Una vez que vuelvo a mi habitación, la ventana se vuelve muy intrigante. No me preguntes por qué, porque no podría decírtelo. Tenía esta urgencia de acercarme y mirar afuera, así que escuché esa urgencia y me dirigí hacia la ventana. Todavía estaba bastante oscuro, por lo que no podía ver mucho a simple vista, pero algo comienza a llamar mi atención después de unos segundos. Mi casa estaba ubicada en la parte inferior de una colina, a cada lado de la colina había bosques densos y no tenía idea de lo que había al otro lado de la colina.

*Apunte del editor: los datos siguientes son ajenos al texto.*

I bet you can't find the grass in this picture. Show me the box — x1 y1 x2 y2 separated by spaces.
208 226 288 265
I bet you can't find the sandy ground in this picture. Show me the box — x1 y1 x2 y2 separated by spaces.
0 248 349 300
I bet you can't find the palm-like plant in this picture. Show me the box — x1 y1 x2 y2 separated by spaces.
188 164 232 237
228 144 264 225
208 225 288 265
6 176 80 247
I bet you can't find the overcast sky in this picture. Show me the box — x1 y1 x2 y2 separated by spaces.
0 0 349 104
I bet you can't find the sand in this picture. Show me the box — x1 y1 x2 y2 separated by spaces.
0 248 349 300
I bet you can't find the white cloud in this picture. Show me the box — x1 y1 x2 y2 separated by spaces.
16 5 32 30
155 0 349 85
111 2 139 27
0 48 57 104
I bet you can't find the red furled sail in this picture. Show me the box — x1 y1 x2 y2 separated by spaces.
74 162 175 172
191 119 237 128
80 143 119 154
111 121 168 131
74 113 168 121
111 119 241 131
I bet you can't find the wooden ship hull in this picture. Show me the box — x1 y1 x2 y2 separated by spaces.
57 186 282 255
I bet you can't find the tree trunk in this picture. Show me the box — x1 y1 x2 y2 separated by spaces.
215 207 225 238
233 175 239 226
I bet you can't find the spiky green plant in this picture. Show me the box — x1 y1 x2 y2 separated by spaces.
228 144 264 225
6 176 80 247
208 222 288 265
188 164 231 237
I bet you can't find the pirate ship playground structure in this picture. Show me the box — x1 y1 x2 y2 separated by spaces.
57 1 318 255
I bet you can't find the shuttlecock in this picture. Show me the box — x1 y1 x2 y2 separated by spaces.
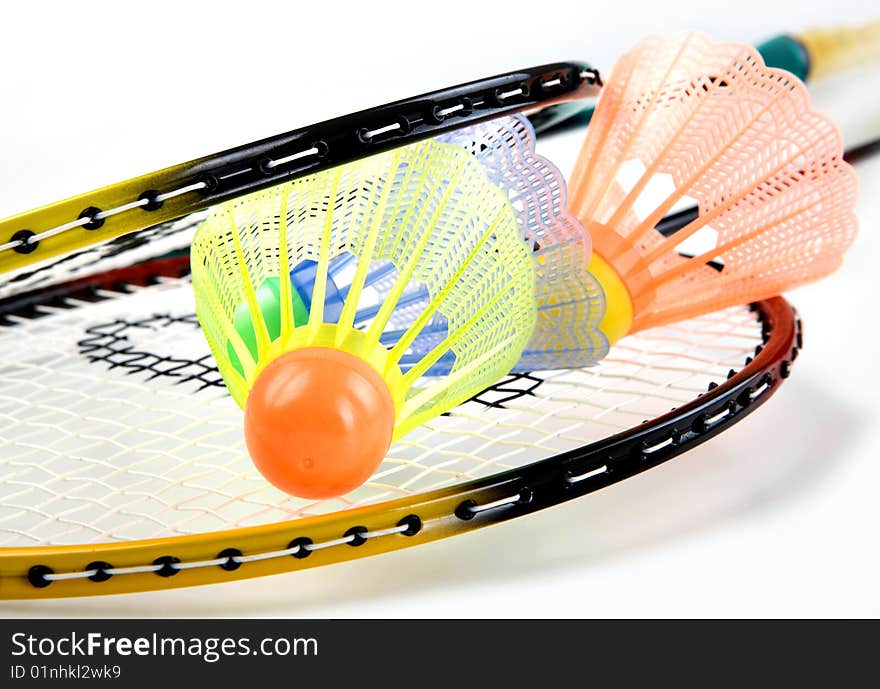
237 115 608 375
192 141 537 497
569 34 857 342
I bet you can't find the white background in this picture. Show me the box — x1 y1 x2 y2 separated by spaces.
0 0 880 617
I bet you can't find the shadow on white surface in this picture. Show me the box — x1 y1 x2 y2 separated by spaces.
0 367 864 617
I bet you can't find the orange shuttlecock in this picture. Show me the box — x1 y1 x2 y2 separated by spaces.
569 34 857 342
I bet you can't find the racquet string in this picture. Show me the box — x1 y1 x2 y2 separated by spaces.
0 268 762 547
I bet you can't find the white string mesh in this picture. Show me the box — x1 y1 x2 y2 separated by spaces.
0 272 761 546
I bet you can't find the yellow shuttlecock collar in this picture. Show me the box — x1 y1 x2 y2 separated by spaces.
590 252 633 344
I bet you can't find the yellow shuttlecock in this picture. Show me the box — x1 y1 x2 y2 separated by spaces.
192 141 536 497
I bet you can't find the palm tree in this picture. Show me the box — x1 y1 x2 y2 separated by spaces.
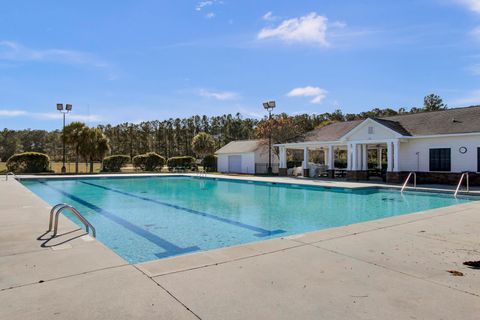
192 132 215 159
65 121 85 173
79 127 110 173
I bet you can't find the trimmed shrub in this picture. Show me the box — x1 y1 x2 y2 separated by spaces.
202 154 217 172
7 152 50 173
334 159 347 169
167 156 196 170
132 152 165 171
102 154 130 172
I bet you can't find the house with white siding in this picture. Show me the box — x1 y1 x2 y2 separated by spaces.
275 106 480 183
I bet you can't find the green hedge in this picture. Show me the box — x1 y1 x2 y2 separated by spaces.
132 152 165 171
287 160 302 168
167 157 196 170
102 154 130 172
202 154 217 172
7 152 50 173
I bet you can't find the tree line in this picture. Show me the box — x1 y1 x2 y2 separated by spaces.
0 94 447 162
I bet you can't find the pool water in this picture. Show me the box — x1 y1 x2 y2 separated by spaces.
22 177 471 263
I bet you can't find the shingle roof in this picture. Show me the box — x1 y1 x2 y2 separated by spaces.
302 120 363 141
383 106 480 136
301 106 480 141
215 140 263 154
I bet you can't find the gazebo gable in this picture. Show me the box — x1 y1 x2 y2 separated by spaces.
340 118 404 141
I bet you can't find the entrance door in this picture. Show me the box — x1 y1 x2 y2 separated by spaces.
228 156 242 173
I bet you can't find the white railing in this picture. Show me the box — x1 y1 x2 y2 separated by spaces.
454 172 470 197
400 171 417 192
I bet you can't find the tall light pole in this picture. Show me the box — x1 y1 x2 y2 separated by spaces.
263 101 276 175
57 103 72 173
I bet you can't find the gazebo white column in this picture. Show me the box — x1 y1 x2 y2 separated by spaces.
393 140 400 172
303 147 310 177
377 147 382 169
349 143 358 171
362 144 368 171
327 146 334 170
387 141 393 172
278 147 287 176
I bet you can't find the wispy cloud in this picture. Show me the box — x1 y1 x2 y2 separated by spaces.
262 11 278 21
205 12 215 19
452 89 480 106
287 86 328 104
0 109 26 118
198 89 240 101
257 12 329 47
0 41 108 68
0 109 101 122
0 40 117 80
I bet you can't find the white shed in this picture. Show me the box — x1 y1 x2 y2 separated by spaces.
215 140 278 174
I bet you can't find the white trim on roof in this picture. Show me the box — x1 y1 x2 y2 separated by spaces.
340 118 410 141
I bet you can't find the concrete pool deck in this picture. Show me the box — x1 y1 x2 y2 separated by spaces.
0 175 480 319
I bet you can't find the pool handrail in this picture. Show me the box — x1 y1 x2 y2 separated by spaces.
453 172 470 198
5 171 16 181
400 171 417 192
48 203 97 238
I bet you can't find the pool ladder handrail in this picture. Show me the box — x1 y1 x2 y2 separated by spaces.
5 171 17 181
47 203 97 238
400 171 417 192
453 172 470 198
197 169 207 177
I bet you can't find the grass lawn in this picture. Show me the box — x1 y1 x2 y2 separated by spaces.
0 162 101 173
0 162 211 173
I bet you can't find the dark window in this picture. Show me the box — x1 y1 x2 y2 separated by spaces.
430 148 451 171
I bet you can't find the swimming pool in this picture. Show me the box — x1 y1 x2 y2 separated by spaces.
21 176 472 263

Mi papá siempre me decía que ese era un lugar al que no debía explorar, incluso con la tentación a lo largo de los años, nunca había ido realmente.

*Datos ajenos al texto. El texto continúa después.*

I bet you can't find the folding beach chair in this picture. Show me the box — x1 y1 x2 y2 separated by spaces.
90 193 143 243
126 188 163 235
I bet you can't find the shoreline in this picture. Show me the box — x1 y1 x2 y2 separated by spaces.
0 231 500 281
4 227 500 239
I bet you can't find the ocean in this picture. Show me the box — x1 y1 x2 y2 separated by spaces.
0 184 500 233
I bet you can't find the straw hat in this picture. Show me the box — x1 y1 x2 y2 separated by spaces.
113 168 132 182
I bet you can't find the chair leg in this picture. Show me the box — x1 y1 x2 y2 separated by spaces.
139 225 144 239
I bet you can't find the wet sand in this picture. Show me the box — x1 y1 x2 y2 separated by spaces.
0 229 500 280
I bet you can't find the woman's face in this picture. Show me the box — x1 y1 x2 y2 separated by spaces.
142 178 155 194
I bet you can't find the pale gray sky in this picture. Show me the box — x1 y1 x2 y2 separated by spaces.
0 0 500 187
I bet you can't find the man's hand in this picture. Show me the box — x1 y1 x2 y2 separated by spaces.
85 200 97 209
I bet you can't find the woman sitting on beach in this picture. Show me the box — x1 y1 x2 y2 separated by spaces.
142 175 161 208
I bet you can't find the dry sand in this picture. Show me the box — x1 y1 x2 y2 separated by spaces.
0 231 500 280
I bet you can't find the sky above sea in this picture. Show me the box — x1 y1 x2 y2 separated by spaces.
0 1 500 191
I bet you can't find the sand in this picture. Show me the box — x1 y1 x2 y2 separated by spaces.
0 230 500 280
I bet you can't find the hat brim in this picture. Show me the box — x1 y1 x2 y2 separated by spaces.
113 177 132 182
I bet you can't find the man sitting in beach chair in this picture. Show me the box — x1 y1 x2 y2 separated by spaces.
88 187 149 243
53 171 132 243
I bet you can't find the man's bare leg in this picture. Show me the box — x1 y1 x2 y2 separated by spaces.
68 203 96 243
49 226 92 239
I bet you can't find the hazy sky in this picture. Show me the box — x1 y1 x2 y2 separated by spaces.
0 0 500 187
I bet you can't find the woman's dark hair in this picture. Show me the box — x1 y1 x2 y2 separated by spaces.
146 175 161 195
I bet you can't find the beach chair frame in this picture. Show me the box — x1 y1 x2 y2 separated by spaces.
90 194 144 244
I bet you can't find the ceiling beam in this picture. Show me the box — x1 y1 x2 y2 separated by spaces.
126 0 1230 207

Justo en la cima de la colina, había lo que parecía el contorno de una persona. Al principio pensé que eran solo mis ojos jugándome una mala pasada debido a lo oscuro y tarde que era. Froto mis ojos un par de veces, pero la persona nunca desaparece, pero se estaba moviendo lentamente bajando la colina. La forma en que caminaba también llamó mi atención, parecía que cojeaba mientras se sostenía el costado. Se veía herido, si te soy sincera. Una vez más, esta urgencia me invadió, tenía que acercarme a ver si estaba bien.
Corro hacia mi armario y saco un abrigo antes de salir de mi habitación. Por suerte, Justin estaba profundamente dormido y sabía que mi papá y Ethan no estaban en casa. Bajo las escaleras de mi casa y hacia la puerta trasera. Hacía un frío helado afuera, lo que me preocupaba aún más por este chico. ¿Por qué alguien estaría vagando en plena noche oscura y helada?
Llego a la puerta de mi jardín y veo que el chico está ahora a unos metros de mí. No había levantado la vista todavía, pero seguía sosteniéndose firmemente el costado.
"Disculpa, ¿estás bien?", pregunto, lo que lo hace levantar la vista. Tengo que contener el gaspido cuando me doy cuenta, es el chico con el que crucé miradas la noche del asalto, o lo que sea que estemos llamándolo.
No me responde, pero se agacha de rodillas, lo que me indica lo herido que está. Salto la puerta de mi jardín, afortunadamente no era muy alta o probablemente habría caído de bruces y no habría sido de ninguna ayuda para el chico. Corro hacia él y me arrodillo a su lado. Todavía no tenía claro qué había pasado, pero sabía que era algo malo. Sin previo aviso, cae al suelo gimiendo y sosteniéndose el costado. ¡Oh, no estoy preparada para lidiar con esto sola!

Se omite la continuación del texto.